Mitigation: To mitigate, engineers corrected the nameserver delegation issue. Applications and services that accessed the incorrectly configured domains may have cached the incorrect information, leading to a longer restoration time until their cached information expired.

Next steps: Engineers will continue to investigate to establish the full root cause and prevent future occurrences. A detailed RCA will be provided within 72 hours.

Microsoft Azure has been reliable over the 3+ years we’ve been using it. This is the worst outage we’ve seen since joining the platform.

I maintain confidence in Microsoft Azure as our cloud provider. They have been an excellent provider (in all other regards) and continue to compete fiercely with the cloud heavyweight in the industry, Amazon AWS.

I don’t anticipate the to-be-published RCA from Microsoft is going to shed much light on anything we could have done differently here to prevent the outage.
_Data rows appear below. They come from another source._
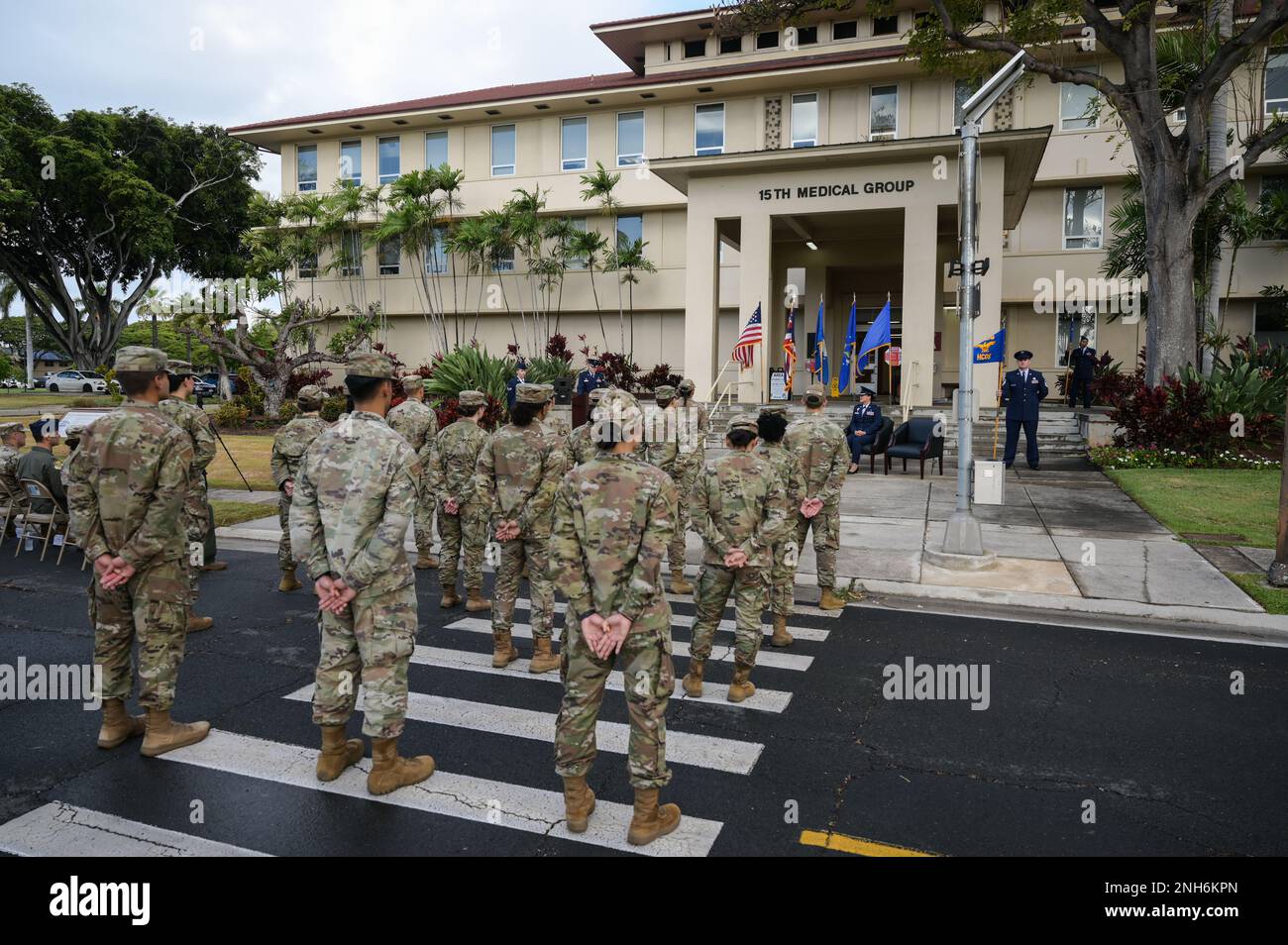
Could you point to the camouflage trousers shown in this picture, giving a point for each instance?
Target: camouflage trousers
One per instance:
(715, 584)
(464, 532)
(151, 608)
(649, 678)
(372, 644)
(514, 553)
(827, 538)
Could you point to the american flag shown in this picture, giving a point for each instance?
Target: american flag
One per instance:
(790, 348)
(745, 352)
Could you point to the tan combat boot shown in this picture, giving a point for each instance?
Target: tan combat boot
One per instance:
(579, 803)
(781, 636)
(741, 687)
(542, 660)
(389, 772)
(502, 649)
(336, 753)
(651, 821)
(119, 725)
(163, 734)
(831, 600)
(694, 679)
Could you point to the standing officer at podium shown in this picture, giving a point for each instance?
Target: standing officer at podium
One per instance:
(1022, 389)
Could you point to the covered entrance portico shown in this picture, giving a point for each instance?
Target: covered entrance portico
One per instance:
(845, 224)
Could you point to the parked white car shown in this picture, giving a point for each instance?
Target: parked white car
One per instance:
(81, 381)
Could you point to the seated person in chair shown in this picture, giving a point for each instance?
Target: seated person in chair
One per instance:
(863, 429)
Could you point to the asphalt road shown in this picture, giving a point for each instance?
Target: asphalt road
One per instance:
(1142, 726)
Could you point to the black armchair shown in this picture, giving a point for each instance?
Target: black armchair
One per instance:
(917, 439)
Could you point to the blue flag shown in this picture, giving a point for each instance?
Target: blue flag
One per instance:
(879, 335)
(848, 355)
(991, 349)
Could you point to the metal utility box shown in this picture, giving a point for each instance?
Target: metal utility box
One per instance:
(990, 481)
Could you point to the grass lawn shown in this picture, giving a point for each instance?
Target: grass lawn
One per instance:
(235, 512)
(1215, 501)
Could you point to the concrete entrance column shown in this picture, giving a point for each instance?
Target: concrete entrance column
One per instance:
(921, 300)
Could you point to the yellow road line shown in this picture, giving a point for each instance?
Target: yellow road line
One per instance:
(857, 845)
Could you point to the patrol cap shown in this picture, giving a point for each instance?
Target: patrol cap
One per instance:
(532, 393)
(370, 365)
(140, 358)
(309, 395)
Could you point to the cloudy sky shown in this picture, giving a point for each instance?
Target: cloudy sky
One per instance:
(245, 60)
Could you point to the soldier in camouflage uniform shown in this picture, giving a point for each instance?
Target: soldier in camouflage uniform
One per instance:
(355, 497)
(782, 575)
(739, 509)
(613, 518)
(127, 501)
(196, 511)
(452, 458)
(516, 476)
(288, 447)
(819, 446)
(417, 422)
(581, 442)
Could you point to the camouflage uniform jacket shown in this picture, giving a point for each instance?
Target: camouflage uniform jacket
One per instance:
(516, 475)
(129, 480)
(613, 519)
(290, 445)
(355, 498)
(415, 421)
(820, 448)
(454, 456)
(739, 505)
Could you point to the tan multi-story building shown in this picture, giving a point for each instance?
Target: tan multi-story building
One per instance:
(811, 159)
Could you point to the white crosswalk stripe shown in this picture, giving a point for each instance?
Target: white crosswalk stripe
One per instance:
(683, 748)
(511, 806)
(719, 654)
(712, 692)
(810, 634)
(64, 829)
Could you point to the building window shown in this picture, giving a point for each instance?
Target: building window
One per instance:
(630, 230)
(307, 167)
(884, 114)
(436, 149)
(962, 90)
(389, 253)
(630, 138)
(885, 26)
(805, 120)
(502, 151)
(708, 129)
(351, 163)
(574, 143)
(389, 153)
(1078, 106)
(1083, 217)
(1070, 326)
(1276, 81)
All secondary fail-over environments in Azure were similarly impacted and unavailable. Short of duplicating and synchronizing everything to a completely different cloud provider (which is not realistic for TrackAbout, given our reliance on Microsoft, and specifically Azure technologies), there was unfortunately no avoiding yesterday’s outage.

We regret the downtime, inconvenience and hassle this undoubtedly caused our customers.

Sincerely,

Larry Silverman
Chief Technology Officer
TrackAbout, Inc.

Posted 19 days ago. May 03, 2019 - 11:59 EDT

Resolved
Services are now stable. We are closing out this incident.
Posted 20 days ago. May 02, 2019 - 18:18 EDT
Update
Systems have been online for 15 minutes or so. We continue to monitor.
Azure reported the problem is with their DNS domain name resolution system.
Posted 20 days ago. May 02, 2019 - 17:27 EDT
Monitoring
We continue to monitor the situation. Azure and Office 365 customers are affected globally. The Azure status page is showing network infrastructure impacted around the globe. https://status.azure.com
Posted 20 days ago. May 02, 2019 - 16:56 EDT
Update
Microsoft Azure is now stating there are multiple issues with Azure services affecting many clients globally. We're going to have to wait and see what happens here. https://twitter.com/search?q=azure%20outage&src=typd
Posted 20 days ago. May 02, 2019 - 16:27 EDT
Investigating
It appears Microsoft's Azure SQL Database is having a rolling outage. We have confirmation from other Azure users via Twitter that are experiencing similar. Will share more news as we get it.
Posted 20 days ago. May 02, 2019 - 16:05 EDT
Monitoring
Services are back online and we are monitoring.
Posted 20 days ago. May 02, 2019 - 15:50 EDT
Investigating
We are currently investigating the issue. Hang tight.
Posted 20 days ago. May 02, 2019 - 15:43 EDT
This incident affected: Production Services (Production Application Web Site, Production TAMobile 6 Sync Services, TAMobile 7 iOS, TAMobile 7 Android).